Discriminatie komt in de vorm van pestgedrag ook vaak voor op het werk. Foto: Shutterstock
Acht van de tien inwoners in Drenthe en Groningen zien geregeld vormen van discriminatie. Zij ervaren dat discriminatie ook meer voorkomt dan vijf jaar geleden.
Dat blijkt uit het onderzoek ‘Omgaan met verschillen’ van het Trendbureau Drenthe in samenwerking met het Sociaal Planbureau Groningen. Zij ondervroegen 4700 inwoners van beide provincies.
Er is sprake van discriminatie wanneer iemand ongelijk wordt behandeld op basis van kenmerken die er niet toe doen. Bijvoorbeeld als onderscheid wordt gemaakt vanwege huidskleur, godsdienst, geslacht, afkomst, seksuele voorkeur, handicap, chronische ziekte of leeftijd.
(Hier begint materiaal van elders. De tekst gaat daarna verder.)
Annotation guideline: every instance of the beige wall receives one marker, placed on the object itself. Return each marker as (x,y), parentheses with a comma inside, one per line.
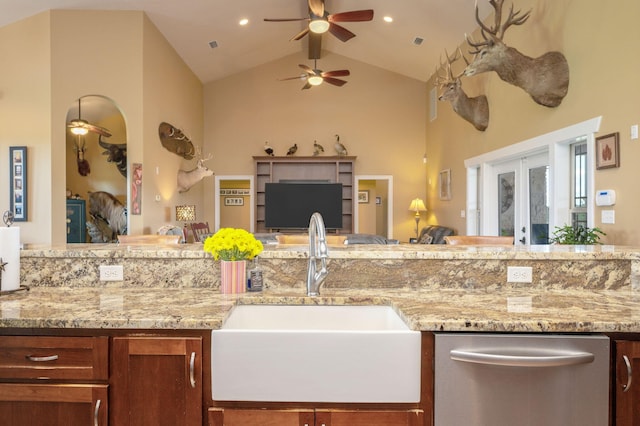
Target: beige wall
(379,116)
(598,42)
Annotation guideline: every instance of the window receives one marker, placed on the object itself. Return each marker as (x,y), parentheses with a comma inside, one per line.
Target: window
(579,183)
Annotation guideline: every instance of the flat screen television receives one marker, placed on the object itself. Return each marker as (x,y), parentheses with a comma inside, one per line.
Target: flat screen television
(290,205)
„De manier waarop mensen uit onze straat (via de buurtapp) reageerden op twee donkere jongens die aan de deur kwamen om geld in te zamelen voor een goed doel in hun geboorteland. Zo vól wantrouwen. Walgelijk!”, zegt één van de deelneemsters aan de enquête.
‘Hoog percentage’
Groningers spreken iets vaker iemand aan op discriminerend gedrag dan Drenten. Drie op de tien Groningers doen dat in een voorkomend geval, tegen een kwart van de Drenten.
„Dat 80 procent van de mensen uit ons panel discriminatie ziet, vind ik wel een heel hoog percentage”, zegt onderzoekster Imke Oosting. „Ik vind het ook opmerkelijk dat minimaal een kwart van de ondervraagden andere mensen aanspreekt op discriminerend gedrag. Dat is zeker in deze tijd van polarisatie en verhitte discussies heel hoopgevend. Al zou je wensen dat het vaker gebeurt.”
Eén op de tien inwoners in onze regio heeft zelf te maken gehad met discriminatie. Dat vindt vooral plaats in de eigen buurt of straat, bij het solliciteren, op het werk of bij het winkelen. Zij worden naar eigen zeggen anders behandeld dan anderen en ze krijgen discriminerende opmerkingen naar hun hoofd geslingerd. Ook zijn ze soms ergens niet welkom of worden ze gepest of getreiterd.
Bijna de helft van de panelleden die discriminatie hebben ervaren, stelt dat ze meer contact zoekt met mensen met dezelfde achtergrond. Mensen die discriminerend gedrag vertonen, worden ontweken of op afstand gehouden.
‘Rotopmerking of foute grap’
Driekwart van de inwoners die nare ervaringen hebben gehad met discriminatie willen dat het stopt. In deze groep is de bereidheid om discriminatie te melden, echter niet groot. Deze slachtoffers denken niet dat het helpt, vinden het niet belangrijk genoeg of willen er liever geen aandacht aan besteden.
Eén van de ondervraagden zei: „Of ik een officiële melding doe hangt af van hoe erg de discriminatie is. Als je elke rotopmerking of foute grap moet gaan aangeven kun je wel aan de gang blijven.”
Slechts 15 tot 19 procent zegt stappen te ondernemen tegen discriminatie. De meest genoemde instantie waar een melding wordt gedaan is een vertrouwenspersoon.
Aanbeveling voor onderwijs
„Dat zoveel mensen die gediscrimineerd worden geen melding doen bij een meldpunt discriminatie of andere instantie, is wel een signaal waar we als maatschappij iets mee moeten”, vindt onderzoekster Imke Oosting.
Bijvoorbeeld door het doen van een melding eenvoudiger te maken. „Vorig jaar hebben de meeste antidiscriminatie-voorzieningen gekozen om een gezamenlijke naam te voeren: Discriminatie.nl. De zichtbaarheid en toegankelijkheid is daarmee beter geworden. Maar kennelijk zijn veel mensen niet op de hoogte van het bestaan van deze website.”
Eén van de aanbevelingen uit het discriminatie-onderzoek richt zich op het onderwijs. „Op basisscholen wordt in de groepen 7 en 8 al voorlichting gegeven over discriminatie en diversiteit. Maar zoiets vervaagt snel, dus we moeten die boodschap meer herhalen in het middelbaar- en hoger onderwijs. Er is op dat punt zeker winst te behalen”, aldus Oosting.